Anytime the contents of a frame is changed, the corresponding memory buffer is flagged WRITE REQUIRED. The system does not immediately write that frame to disk. If that were so, then system throughput would be alarmingly slow. WRITE REQUIRED indicates that the frame is ready to be written when time or necessity allows. At what point? In general, there are three situations where a write occurs. First is the automatic frame write. Automatic frame writes occur when the system stands idle. Idle means that no terminal I/O requests have occurred within a reasonable period of time. The term "reasonable" is purposely vague. The Monitor also uses the time on its hands to force WRITE REQUIRED buffers to disk. This definitely doesn't occur during peak use hours. The second instance is a result of demand paging when the Monitor is searching for a free memory buffer. If a buffer has the WRITE REQUIRED status, the contents are scheduled to be written to disk while the search continues. The third instance is when disk writes are forced at predetermined intervals. This is usually coded in the Monitor by the Pick OEM. Basically, the Monitor will attempt to write a single or set of write required frames at predetermined times between process activations. McDonnell Douglas has a verb called SET-WRITES. SET-WRITES tells the monitor to force frame writes after a number of passes through the SNU (Select Next User) loop.

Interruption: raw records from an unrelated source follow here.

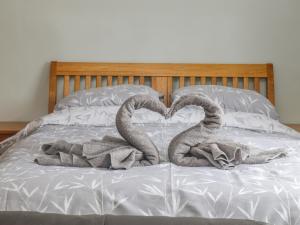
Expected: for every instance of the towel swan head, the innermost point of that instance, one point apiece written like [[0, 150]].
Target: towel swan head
[[212, 110], [134, 136]]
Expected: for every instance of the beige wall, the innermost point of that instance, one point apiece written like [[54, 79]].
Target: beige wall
[[34, 32]]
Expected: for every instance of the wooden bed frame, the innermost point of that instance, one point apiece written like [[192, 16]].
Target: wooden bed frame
[[161, 76]]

>SET-WRITES 10000 -- A typical setting which designates a forced write every 10,000 times through the queue.
>SET-WRITES 3 -- Designates every 3 times through the queue and creates massive system degradation.

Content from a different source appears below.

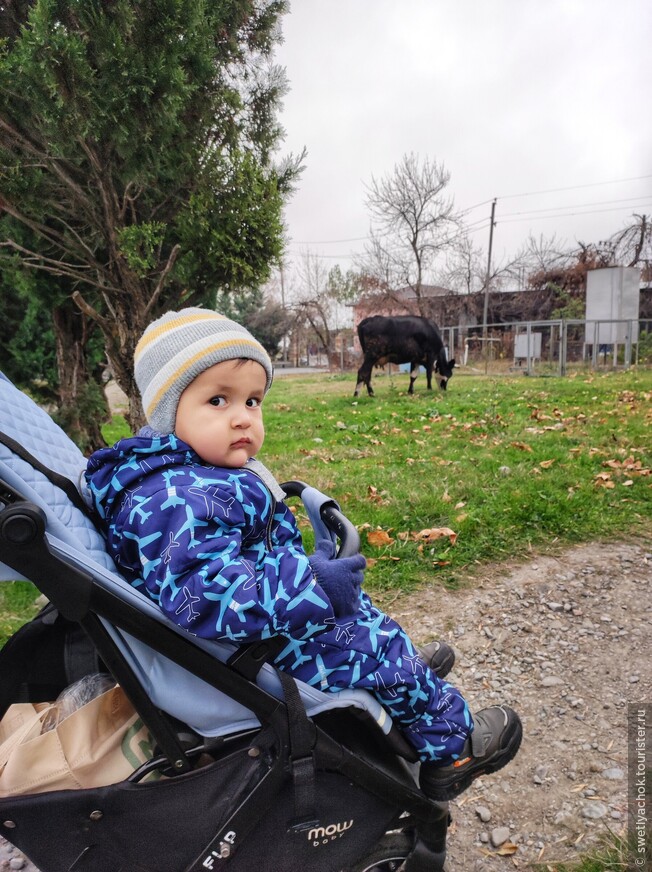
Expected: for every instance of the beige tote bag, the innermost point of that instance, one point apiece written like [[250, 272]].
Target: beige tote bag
[[100, 743]]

FINAL WORDS OF CAUTION: Don't trip the juggler! Current systems use MOS (Metal Oxide Semiconductor). This RAM is fast but volatile. When power is lost, so is memory. During normal operation, the portions of the data base may exist in a state of flux. Frames are constantly moving from disk to memory and from memory to disk.
The Monitor can be likened to a juggler. If your system goes down be cause of a power failure, or hangs due to an internal system bug or hardware problem, then it is quite possible that the Monitor has been caught in mid-juggle. This can corrupt the data base. This corruption is called a GFE (group format error.) The worst case occurs when the overflow table (a table of unused disk frames) has been changed in physical memory, but not yet flushed to disk before the system went down.
In order to avoid data problems, the virtual machine must be given a chance to perform a graceful shutdown. The verb for this may be POWER-OFF, or SHUTDOWN, or :WARMSTOP, depending on the implementation. These processes make sure there are no active users and subsequently flush all WRITE REQUIRED buffers so that the system can be powered down with no data cor ruption.
Certain UPSs (Uninterruptible Power Supply) will detect a power problem and signal the machine to initiate a shutdown before everything goes to the dogs.
The moral of the story is to avoid a radical system reboot at all costs, especially if the system is in heavy use at the time. A terminal "hang" can be as simple as an X-OFF character (<ctrl>+S) having been pressed on the keyboard, (X-ON, <ctrl>+Q, should clear that up,) or it may be as complex as a failed board.
If a non-graceful reboot is required, the number of GFEs which might occur will vary based on the number of users that were addressing the disk at the time the system went down. In any case, don't let anyone on the system after it has been restarted, at least until the state of the system is resolved. GFEs are like booby traps hidden in the jungle. They may not show themselves until someone tries to use that part of the disk. Let people on slowly (one at a time). If no GFEs appear in the first few hours, you should be home free. In the worst case scenario, it may be necessary to do a full restore from the most recent file save and start the day over again.